Pediatric Footwear: Function Over Fashion
As practitioners, it is not uncommon for parents to bring us their children to treat or ask us questions related to the pediatric population. Children's feet tend to be a perplexing region for parents and practitioners alike.
Integrative Cancer Care: Chiropractic for Chemotherapy-Induced Hiccups
Hiccups (singultus) are a frequent occurrence during cancer treatment. The cause of the hiccups may be the chemotherapy drug itself, such as Cisplatin; or the prophylactic use of corticosteroids such as Decadron, which is used to prevent nausea and/or vomiting.
Pediatric Asthma: A Case Study
I have had very good success with pediatric asthma, combining acupuncture with Chinese herbal products. Treatment is given over four to eight months, twice monthly, with herbal formulas rotated every month.
January, 2008, Vol. 08, Issue 01
Planting Seeds for Success
By Peter W. Crownfield
In mid-2000, MPA Media decided to provide something unique to massage therapists: a monthly, independent news publication designed to facilitate communication and information exchange within the profession. As the first managing editor, my monumental task in preparing for the January 2001 launch of MT was to immerse myself in the profession in every manner possible - a profession about which I had little or no prior knowledge. To accomplish that, I turned to Cliff Korn, former NCBTMB chair, former president of the New Hampshire chapter of the AMTA, and founding editor of Massage Today.
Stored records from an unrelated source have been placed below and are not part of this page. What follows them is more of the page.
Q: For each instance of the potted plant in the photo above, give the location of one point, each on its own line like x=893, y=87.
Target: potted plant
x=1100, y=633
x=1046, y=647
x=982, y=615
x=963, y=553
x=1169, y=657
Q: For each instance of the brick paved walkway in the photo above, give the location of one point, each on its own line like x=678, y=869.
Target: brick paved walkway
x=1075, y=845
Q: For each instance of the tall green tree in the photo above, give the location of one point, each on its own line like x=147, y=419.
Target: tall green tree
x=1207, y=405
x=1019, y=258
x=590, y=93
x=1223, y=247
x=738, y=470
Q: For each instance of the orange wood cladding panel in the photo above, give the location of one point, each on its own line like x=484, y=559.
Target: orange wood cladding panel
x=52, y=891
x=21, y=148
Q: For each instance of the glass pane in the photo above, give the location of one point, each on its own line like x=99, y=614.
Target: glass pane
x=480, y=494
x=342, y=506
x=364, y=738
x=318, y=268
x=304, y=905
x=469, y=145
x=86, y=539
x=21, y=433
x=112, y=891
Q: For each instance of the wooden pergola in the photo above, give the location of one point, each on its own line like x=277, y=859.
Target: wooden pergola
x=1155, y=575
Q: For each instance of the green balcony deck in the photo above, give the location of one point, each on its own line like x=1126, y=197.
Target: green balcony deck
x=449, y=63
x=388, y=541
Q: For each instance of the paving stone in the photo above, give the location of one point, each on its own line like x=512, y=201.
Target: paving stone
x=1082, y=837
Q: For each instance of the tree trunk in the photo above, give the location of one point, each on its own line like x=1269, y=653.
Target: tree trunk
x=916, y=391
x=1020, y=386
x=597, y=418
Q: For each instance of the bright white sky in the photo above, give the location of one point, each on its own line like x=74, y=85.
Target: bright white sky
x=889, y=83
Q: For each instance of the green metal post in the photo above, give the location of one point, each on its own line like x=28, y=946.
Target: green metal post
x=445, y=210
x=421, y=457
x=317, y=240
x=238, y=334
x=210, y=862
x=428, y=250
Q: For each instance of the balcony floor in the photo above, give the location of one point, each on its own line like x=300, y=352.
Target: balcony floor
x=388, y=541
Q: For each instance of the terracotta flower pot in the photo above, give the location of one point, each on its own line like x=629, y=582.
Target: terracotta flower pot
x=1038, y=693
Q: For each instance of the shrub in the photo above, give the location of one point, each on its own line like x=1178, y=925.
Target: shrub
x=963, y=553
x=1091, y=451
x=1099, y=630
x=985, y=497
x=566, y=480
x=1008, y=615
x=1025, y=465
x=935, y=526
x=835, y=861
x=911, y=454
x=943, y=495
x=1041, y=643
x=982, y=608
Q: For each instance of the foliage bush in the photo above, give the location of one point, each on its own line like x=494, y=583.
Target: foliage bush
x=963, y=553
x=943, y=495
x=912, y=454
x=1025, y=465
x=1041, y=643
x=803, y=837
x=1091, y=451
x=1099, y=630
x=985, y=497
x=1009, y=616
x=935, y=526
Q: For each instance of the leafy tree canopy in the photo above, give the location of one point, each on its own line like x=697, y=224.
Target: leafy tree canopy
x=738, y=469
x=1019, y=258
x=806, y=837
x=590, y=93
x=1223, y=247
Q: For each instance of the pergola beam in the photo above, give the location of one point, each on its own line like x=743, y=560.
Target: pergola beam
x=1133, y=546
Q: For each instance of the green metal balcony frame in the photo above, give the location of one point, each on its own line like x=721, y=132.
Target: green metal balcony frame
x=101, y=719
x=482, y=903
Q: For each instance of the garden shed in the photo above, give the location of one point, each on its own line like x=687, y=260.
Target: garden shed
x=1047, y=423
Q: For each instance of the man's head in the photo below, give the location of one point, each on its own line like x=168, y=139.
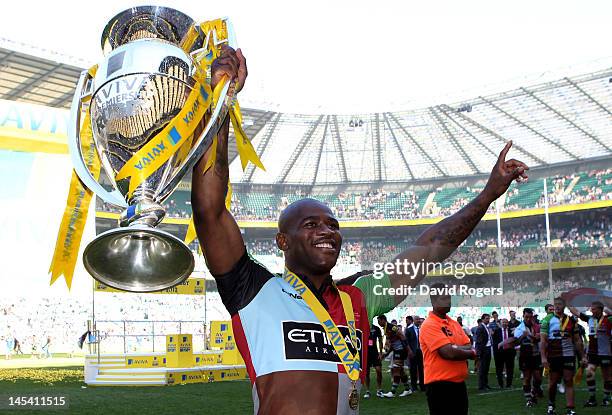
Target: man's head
x=559, y=305
x=382, y=320
x=441, y=303
x=528, y=316
x=309, y=235
x=597, y=308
Cliff solicited nearly all of MT's original columnists, including current contributors Whitney Lowe, Dr. John Upledger, Erik Dalton and Dr. Leon Chaitow. In doing so, he ensured MT would be able to consistently deliver solid content from the best in the business. Cliff also provided much of the news we've reported, especially in the early years. Between visiting trade shows and other events as editor of MT, to just keeping himself "in the know," Cliff served as a rich resource of information - information that would, either by his hand or an in-house editor's, end up on the front page of the publication. Our dedication to covering the news and events of the profession is one of many reasons MT always has been so different from other massage publications.
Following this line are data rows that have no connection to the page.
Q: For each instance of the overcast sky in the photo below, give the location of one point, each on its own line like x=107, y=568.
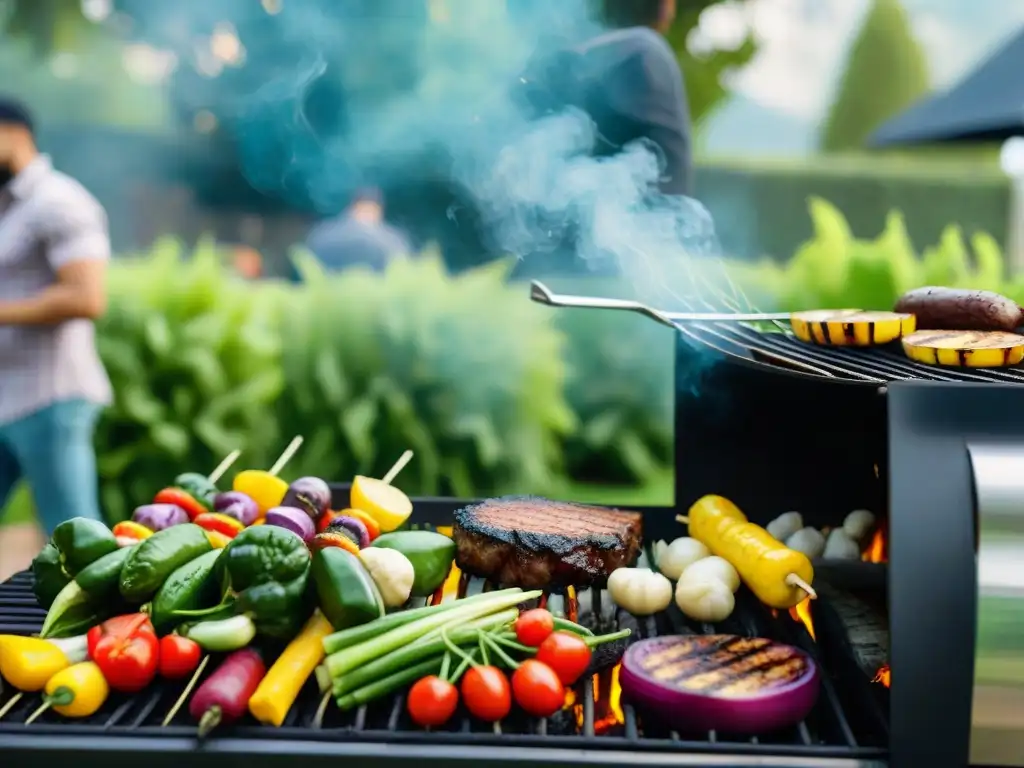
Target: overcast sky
x=804, y=43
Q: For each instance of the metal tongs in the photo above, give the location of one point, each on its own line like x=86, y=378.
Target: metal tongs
x=543, y=295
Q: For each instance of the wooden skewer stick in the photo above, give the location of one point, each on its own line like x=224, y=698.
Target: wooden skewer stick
x=186, y=692
x=291, y=451
x=793, y=580
x=398, y=466
x=224, y=466
x=10, y=705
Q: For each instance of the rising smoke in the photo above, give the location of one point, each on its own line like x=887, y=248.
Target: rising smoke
x=331, y=94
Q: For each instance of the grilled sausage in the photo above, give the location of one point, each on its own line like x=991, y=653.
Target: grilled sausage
x=960, y=309
x=763, y=562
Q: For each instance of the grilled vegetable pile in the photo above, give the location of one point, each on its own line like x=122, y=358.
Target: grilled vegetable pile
x=264, y=570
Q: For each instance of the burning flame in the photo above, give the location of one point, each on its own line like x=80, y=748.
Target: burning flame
x=876, y=551
x=607, y=696
x=884, y=676
x=802, y=612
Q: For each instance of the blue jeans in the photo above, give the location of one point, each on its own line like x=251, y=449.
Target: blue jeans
x=52, y=451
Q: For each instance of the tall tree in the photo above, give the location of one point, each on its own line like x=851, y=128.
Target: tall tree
x=886, y=72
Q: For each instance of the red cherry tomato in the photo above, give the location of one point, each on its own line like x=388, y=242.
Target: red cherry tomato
x=538, y=689
x=126, y=650
x=178, y=656
x=432, y=701
x=532, y=627
x=566, y=653
x=486, y=693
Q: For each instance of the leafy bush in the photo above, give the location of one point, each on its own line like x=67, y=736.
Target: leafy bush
x=465, y=371
x=760, y=206
x=622, y=386
x=195, y=363
x=834, y=268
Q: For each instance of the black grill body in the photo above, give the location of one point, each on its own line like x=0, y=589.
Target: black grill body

However, Cliff did much more than lay the foundation for the success of Massage Today. Through his eyes, I learned that reporting on the politics, the issues and the debates was no more important than providing a forum to share the wonderful qualities embodied by the massage profession. In short, I learned that reporting the news had to be tempered with an appreciation for the giving, caring spirit of the massage therapist. That's why we've done our best over the years to provide a variety of perspectives in every issue.
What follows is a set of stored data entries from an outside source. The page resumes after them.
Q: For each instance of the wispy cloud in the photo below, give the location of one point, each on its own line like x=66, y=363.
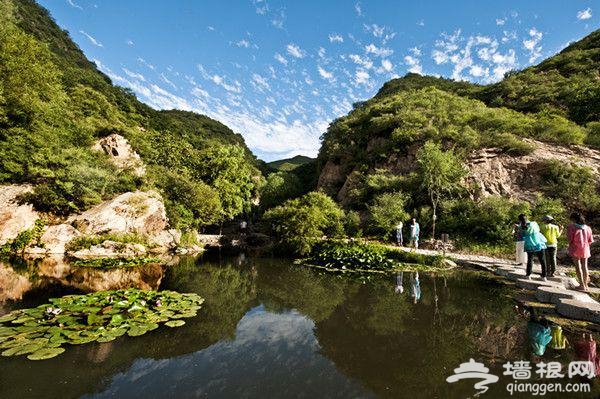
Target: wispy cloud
x=325, y=74
x=134, y=75
x=261, y=6
x=378, y=51
x=74, y=5
x=414, y=64
x=280, y=58
x=358, y=9
x=295, y=51
x=335, y=38
x=584, y=14
x=532, y=44
x=91, y=39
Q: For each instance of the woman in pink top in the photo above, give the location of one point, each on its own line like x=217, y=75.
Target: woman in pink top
x=580, y=238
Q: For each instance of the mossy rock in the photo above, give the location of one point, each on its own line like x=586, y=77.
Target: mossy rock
x=103, y=316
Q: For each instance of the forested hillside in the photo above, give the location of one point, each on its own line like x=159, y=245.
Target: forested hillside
x=526, y=143
x=54, y=104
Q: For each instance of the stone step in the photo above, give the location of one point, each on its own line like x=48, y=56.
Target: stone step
x=535, y=283
x=504, y=270
x=555, y=294
x=574, y=309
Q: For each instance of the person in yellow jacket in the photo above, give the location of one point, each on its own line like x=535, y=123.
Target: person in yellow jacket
x=551, y=231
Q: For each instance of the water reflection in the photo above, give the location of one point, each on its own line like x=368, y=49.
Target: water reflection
x=32, y=277
x=271, y=329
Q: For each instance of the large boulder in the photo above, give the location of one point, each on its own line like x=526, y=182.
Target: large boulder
x=120, y=153
x=140, y=212
x=55, y=239
x=14, y=217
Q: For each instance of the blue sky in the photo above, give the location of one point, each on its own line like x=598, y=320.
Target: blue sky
x=279, y=72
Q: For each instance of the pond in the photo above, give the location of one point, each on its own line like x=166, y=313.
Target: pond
x=272, y=329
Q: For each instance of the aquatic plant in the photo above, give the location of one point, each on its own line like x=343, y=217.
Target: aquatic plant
x=359, y=256
x=41, y=332
x=112, y=263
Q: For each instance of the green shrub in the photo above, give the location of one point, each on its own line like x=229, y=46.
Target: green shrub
x=300, y=223
x=86, y=242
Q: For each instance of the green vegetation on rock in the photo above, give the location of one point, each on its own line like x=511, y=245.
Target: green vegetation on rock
x=103, y=316
x=113, y=263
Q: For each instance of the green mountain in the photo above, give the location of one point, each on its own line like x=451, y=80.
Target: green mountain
x=532, y=134
x=55, y=104
x=290, y=163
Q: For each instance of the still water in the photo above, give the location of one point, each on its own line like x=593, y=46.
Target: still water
x=269, y=329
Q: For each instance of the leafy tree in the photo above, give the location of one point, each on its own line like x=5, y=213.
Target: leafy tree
x=225, y=167
x=387, y=210
x=441, y=173
x=279, y=187
x=301, y=222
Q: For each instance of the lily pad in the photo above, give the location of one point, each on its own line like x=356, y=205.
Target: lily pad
x=102, y=316
x=46, y=353
x=175, y=323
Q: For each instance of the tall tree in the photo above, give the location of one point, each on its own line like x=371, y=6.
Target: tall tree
x=441, y=172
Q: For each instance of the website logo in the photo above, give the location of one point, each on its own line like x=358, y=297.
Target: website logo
x=474, y=370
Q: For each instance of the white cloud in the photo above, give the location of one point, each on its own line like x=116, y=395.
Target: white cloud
x=531, y=44
x=358, y=9
x=91, y=39
x=362, y=77
x=477, y=55
x=167, y=81
x=478, y=71
x=278, y=20
x=387, y=65
x=280, y=58
x=134, y=75
x=325, y=74
x=414, y=64
x=234, y=87
x=378, y=51
x=143, y=62
x=295, y=51
x=366, y=63
x=74, y=5
x=260, y=83
x=584, y=14
x=415, y=51
x=335, y=38
x=261, y=6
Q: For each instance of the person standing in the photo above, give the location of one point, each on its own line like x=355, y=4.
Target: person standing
x=415, y=230
x=520, y=254
x=580, y=237
x=551, y=231
x=535, y=244
x=399, y=238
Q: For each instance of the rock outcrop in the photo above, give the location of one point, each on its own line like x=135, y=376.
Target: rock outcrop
x=14, y=217
x=120, y=153
x=494, y=173
x=137, y=212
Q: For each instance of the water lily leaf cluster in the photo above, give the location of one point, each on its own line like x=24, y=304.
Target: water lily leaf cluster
x=41, y=332
x=112, y=263
x=369, y=257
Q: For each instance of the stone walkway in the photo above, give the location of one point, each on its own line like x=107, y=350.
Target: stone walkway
x=559, y=291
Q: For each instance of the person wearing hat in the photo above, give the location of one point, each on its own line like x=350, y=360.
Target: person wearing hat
x=551, y=231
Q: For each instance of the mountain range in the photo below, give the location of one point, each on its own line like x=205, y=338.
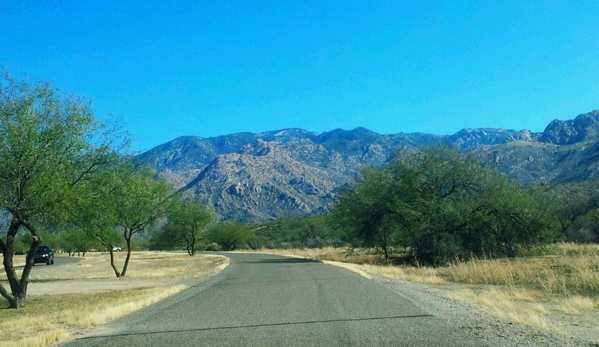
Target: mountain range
x=254, y=177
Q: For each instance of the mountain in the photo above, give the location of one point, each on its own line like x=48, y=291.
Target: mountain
x=251, y=177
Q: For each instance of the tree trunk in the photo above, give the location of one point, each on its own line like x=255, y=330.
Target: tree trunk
x=128, y=234
x=18, y=287
x=116, y=271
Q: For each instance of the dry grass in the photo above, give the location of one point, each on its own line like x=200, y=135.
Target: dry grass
x=46, y=319
x=557, y=292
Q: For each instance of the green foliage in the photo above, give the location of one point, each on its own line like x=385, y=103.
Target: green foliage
x=440, y=205
x=187, y=219
x=49, y=145
x=124, y=196
x=229, y=236
x=578, y=210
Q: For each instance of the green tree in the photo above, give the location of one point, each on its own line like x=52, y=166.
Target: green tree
x=125, y=197
x=48, y=145
x=229, y=236
x=186, y=221
x=440, y=204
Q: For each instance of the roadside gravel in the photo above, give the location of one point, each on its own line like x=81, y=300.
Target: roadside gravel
x=493, y=330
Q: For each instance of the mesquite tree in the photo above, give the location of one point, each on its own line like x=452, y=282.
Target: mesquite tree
x=49, y=144
x=187, y=220
x=124, y=198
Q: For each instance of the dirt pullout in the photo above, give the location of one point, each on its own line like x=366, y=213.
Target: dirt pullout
x=94, y=274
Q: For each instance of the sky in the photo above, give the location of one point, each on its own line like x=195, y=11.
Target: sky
x=211, y=68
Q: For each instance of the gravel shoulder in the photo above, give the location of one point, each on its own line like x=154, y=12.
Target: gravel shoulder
x=493, y=330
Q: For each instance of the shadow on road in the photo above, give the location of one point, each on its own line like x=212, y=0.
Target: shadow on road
x=281, y=261
x=260, y=326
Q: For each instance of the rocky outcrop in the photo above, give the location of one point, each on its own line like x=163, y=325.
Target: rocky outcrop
x=251, y=177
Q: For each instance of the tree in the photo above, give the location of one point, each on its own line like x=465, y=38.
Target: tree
x=439, y=205
x=186, y=221
x=228, y=235
x=48, y=145
x=125, y=197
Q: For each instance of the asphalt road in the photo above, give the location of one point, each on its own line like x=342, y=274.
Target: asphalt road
x=266, y=300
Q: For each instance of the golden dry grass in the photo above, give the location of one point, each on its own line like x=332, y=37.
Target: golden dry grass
x=538, y=291
x=46, y=319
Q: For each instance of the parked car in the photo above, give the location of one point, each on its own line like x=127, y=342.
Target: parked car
x=44, y=254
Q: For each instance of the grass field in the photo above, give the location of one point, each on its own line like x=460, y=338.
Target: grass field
x=90, y=295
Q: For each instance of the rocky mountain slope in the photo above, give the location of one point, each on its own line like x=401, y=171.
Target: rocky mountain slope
x=255, y=177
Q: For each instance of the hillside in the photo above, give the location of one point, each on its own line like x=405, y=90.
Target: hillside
x=256, y=177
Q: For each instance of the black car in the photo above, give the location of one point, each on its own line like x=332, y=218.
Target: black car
x=44, y=254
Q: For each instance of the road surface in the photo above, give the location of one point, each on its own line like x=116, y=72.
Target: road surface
x=267, y=300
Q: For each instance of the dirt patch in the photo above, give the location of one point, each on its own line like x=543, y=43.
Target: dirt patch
x=147, y=270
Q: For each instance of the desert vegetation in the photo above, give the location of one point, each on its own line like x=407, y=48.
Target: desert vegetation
x=72, y=298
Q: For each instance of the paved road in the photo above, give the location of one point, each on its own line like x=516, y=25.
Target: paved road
x=266, y=300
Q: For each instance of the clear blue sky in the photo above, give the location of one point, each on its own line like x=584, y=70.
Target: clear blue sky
x=209, y=68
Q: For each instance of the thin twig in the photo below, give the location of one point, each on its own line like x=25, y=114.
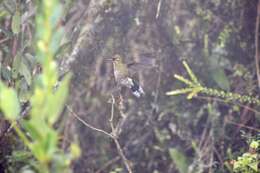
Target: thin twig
x=158, y=9
x=110, y=162
x=118, y=146
x=257, y=43
x=87, y=124
x=242, y=125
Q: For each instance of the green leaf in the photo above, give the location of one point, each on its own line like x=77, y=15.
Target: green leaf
x=16, y=22
x=220, y=78
x=179, y=159
x=9, y=103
What does it mean to be a massage therapist? Cliff explained it poignantly in his May 2002 "From the Editor's Desk" column, "As massage therapists and bodyworkers, we likely have an impact on the world that even we cannot fathom. We may introduce many who have never had positive touch to the beneficial aspects of touch and acceptance. We probably help ourselves by touching as much as we help our patients and clients by having them receive touch. I believe the positive touch my grandchildren receive will be a big factor in their development as healthy, happy, well-adjusted individuals. I only wish that everyone had more positive touch."
As Cliff ends his tenure as editor of MT and devotes more time to his practice, his grandchildren and loved ones, among other worthy endeavors, we begin our eighth year of publication as the news and information source for the massage therapy profession. And we do so in large part due to Cliff Korn. We thank him for his outstanding service to the publication and the profession. But more than that, I thank him for his friendship and for giving me a profound appreciation for the power of touch.